Unrealized capital gains are upticks in the value of stock ownership that the buyer has yet to “realize” by selling their stock at the new price.
“We will probably have a wealth tax,” DNC House Speaker Nancy Pelosi said to CNN this week.
In another interview, Treasury Sec. Janet Yellen admitted that the new policy was being worked on, though she did not call it a wealth tax. According to her, the policy would create a tax on billionaires’ stock gains and other assets such as real estate.

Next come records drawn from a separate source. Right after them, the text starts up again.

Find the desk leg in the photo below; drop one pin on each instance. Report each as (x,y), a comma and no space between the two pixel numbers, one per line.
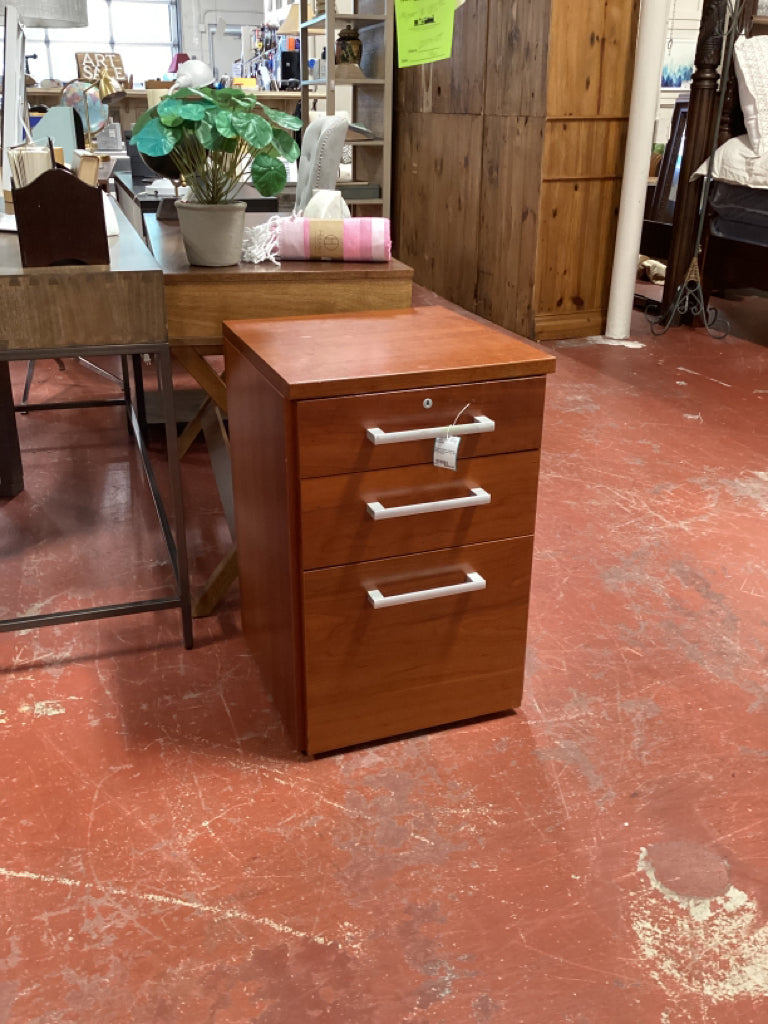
(209,420)
(11,472)
(165,383)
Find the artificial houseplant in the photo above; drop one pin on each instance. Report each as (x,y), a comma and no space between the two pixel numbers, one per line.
(217,139)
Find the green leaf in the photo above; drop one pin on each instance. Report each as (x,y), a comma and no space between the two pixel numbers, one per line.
(145,118)
(171,113)
(156,139)
(281,118)
(268,174)
(239,97)
(286,144)
(196,111)
(206,133)
(222,121)
(254,129)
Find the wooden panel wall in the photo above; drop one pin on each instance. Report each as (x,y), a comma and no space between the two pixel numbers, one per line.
(436,196)
(522,131)
(509,221)
(588,99)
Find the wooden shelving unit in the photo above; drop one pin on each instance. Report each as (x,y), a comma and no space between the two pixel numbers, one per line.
(371,93)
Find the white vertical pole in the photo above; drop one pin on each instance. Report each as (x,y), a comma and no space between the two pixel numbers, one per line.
(12,133)
(648,58)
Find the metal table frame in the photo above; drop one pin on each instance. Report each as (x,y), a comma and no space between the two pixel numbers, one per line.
(176,547)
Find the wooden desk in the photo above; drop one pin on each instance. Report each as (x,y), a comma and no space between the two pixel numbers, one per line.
(198,301)
(86,310)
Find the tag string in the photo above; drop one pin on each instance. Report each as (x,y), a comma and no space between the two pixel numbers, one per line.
(460,413)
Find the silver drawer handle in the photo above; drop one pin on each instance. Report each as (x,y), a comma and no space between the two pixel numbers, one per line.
(476,497)
(479,425)
(474,582)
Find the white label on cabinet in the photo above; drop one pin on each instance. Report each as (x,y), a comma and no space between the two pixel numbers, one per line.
(445,452)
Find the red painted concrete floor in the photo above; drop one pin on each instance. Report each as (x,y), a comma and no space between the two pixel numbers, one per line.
(598,857)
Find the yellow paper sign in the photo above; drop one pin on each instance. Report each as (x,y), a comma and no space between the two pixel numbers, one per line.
(425,31)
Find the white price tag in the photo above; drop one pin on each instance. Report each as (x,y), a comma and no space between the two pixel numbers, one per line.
(445,452)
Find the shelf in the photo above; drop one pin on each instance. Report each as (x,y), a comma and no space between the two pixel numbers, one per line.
(361,20)
(309,82)
(369,99)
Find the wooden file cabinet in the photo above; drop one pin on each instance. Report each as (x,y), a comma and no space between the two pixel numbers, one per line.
(338,593)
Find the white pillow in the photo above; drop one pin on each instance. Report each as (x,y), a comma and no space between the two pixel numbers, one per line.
(735,162)
(751,61)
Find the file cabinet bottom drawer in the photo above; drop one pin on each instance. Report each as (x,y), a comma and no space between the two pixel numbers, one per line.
(407,643)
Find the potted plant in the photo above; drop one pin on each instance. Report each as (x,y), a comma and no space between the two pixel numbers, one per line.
(217,138)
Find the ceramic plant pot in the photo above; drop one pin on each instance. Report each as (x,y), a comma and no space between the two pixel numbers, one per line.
(212,232)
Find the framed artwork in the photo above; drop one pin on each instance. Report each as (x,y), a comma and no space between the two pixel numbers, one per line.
(677,69)
(663,205)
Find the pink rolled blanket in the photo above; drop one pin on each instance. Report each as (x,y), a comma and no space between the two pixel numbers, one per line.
(352,240)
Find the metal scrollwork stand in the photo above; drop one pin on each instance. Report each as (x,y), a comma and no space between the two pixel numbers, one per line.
(688,300)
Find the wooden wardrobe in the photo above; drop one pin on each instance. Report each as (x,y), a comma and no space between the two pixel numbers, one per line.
(509,159)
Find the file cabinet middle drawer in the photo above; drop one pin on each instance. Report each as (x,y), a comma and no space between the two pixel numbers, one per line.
(363,516)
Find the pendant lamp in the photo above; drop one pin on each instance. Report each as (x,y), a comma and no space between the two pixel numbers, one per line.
(51,13)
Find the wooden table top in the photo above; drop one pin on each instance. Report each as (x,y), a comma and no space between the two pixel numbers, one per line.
(426,346)
(127,253)
(165,240)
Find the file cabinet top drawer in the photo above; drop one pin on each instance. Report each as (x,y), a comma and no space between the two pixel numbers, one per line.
(376,431)
(346,353)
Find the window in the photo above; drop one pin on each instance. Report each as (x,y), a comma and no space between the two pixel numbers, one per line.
(144,33)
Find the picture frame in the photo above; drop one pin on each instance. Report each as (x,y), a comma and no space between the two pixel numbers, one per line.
(677,70)
(665,194)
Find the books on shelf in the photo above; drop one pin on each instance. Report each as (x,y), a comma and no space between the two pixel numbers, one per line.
(28,163)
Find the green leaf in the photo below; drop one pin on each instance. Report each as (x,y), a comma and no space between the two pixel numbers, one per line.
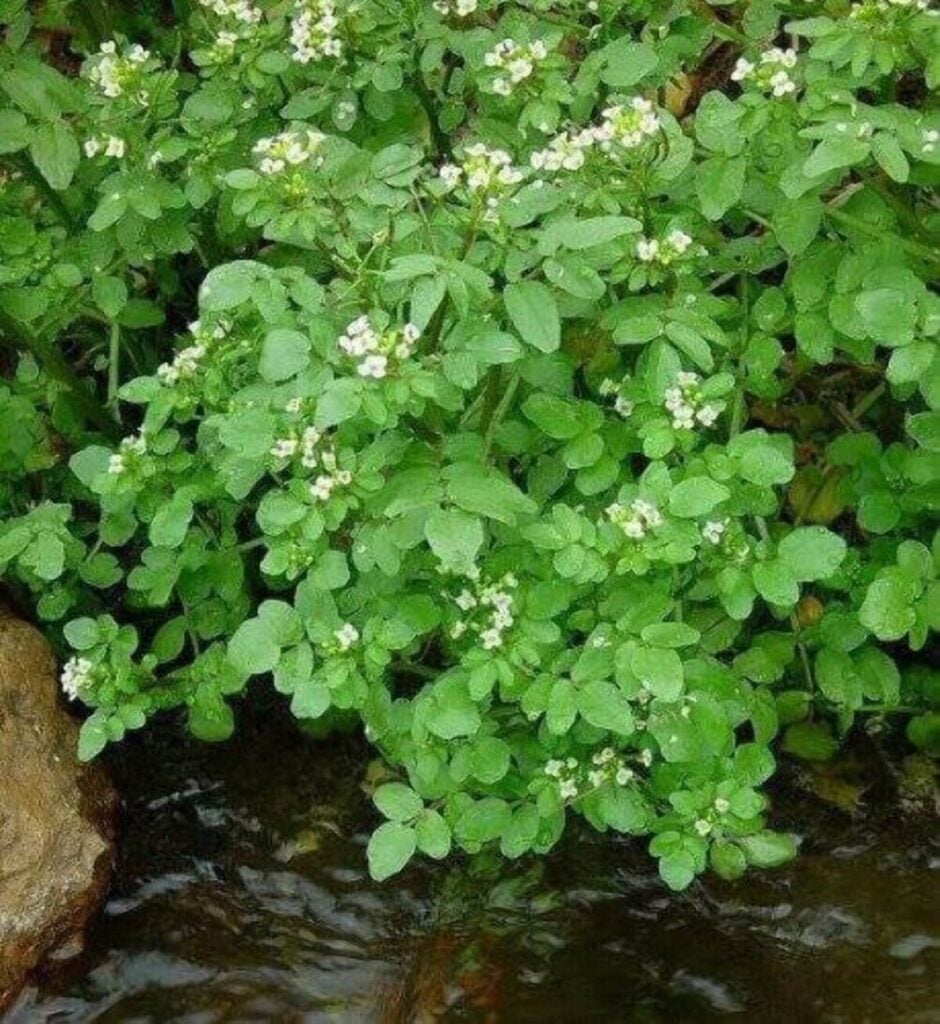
(433,835)
(92,737)
(659,670)
(55,153)
(390,848)
(169,526)
(284,353)
(532,310)
(604,706)
(456,538)
(13,133)
(719,183)
(397,802)
(812,553)
(696,497)
(775,583)
(888,607)
(310,698)
(890,157)
(253,648)
(767,849)
(83,633)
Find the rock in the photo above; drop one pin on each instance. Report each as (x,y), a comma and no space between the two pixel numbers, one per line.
(56,815)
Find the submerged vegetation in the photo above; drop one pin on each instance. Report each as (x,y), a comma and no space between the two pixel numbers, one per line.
(550,388)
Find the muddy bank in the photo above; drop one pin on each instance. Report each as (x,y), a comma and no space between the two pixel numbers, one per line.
(56,816)
(243,896)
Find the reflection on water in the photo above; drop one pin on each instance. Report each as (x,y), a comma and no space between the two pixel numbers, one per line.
(243,897)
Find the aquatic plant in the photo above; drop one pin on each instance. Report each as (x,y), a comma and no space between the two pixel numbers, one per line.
(551,387)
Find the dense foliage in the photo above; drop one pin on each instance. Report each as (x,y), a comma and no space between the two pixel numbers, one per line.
(550,386)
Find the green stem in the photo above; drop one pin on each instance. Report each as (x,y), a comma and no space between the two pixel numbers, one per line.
(927,253)
(19,337)
(114,368)
(49,194)
(499,414)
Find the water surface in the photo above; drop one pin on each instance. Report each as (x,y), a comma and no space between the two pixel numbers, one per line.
(242,896)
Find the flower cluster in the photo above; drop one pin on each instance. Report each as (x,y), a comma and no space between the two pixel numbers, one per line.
(288,148)
(606,767)
(313,31)
(564,771)
(492,605)
(627,126)
(566,152)
(683,400)
(635,519)
(459,7)
(488,174)
(771,73)
(241,10)
(664,252)
(346,637)
(374,349)
(131,445)
(872,10)
(119,75)
(322,488)
(111,145)
(514,61)
(714,530)
(185,363)
(76,677)
(622,404)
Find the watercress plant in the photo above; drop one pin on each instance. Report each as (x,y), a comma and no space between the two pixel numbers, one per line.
(551,388)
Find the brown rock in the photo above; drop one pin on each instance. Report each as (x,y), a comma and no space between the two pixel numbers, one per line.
(56,816)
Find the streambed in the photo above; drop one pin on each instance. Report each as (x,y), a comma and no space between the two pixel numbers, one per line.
(242,895)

“I would not call it a wealth tax, but it would help to get capital gains, which are a very big part of the yearly incomes of the wealthiest people and escape taxation until they are realized,” Yellen said.
.@SecYellen on the proposed tax which would pay for the Build Back Better act: "It's not a wealth tax, but a tax on unrealized capital gains of exceptionally wealthy individuals." pic.twitter.com/7JXAysPkxI
— The Hill (@thehill) October 24, 2021
According to the NY Times, the policy is now being put together by Dem Senator Ron Wyden (Ore.), who leads the Senate Finance Committee. It is expected to be announced sometime this week.
“It would affect Americans with $1 billion in assets or people who have had at least $100 million in yearly income for three years in a row,” the Times said, adding that “Dems hope it would create at least $200 billion in funds over ten years.”
Yet even $200 billion is just a drop in the bucket when it comes to the overall price of Joe Biden’s proposal, which now is around $2 trillion.
The proposal kicked off at $3.5 trillion but has needed significant downsizing in recent weeks because of opposition to the proposal from Democrats — including Senators Joe Manchin (from W.Va.) and Kyrsten Sinema (from Ariz.).
The bill’s stagnation in Washington has left supporters scrambling to find good ways to fund for it. But it remains to be seen if a tax against unrealized capital gains will be accepted by moderate Dems.
The tax is certainly hated among Republicans. During his interview with Mark Levin, Senator Tim Scott (R-S.C.) said the idea was very problematic.
“Part of their strategy is not only to boost the tax rates but to find new ways to get revenue from money that is not even in your account yet,” Scott stated. “That is something not only problematic. It is something that discourages our economic system itself.”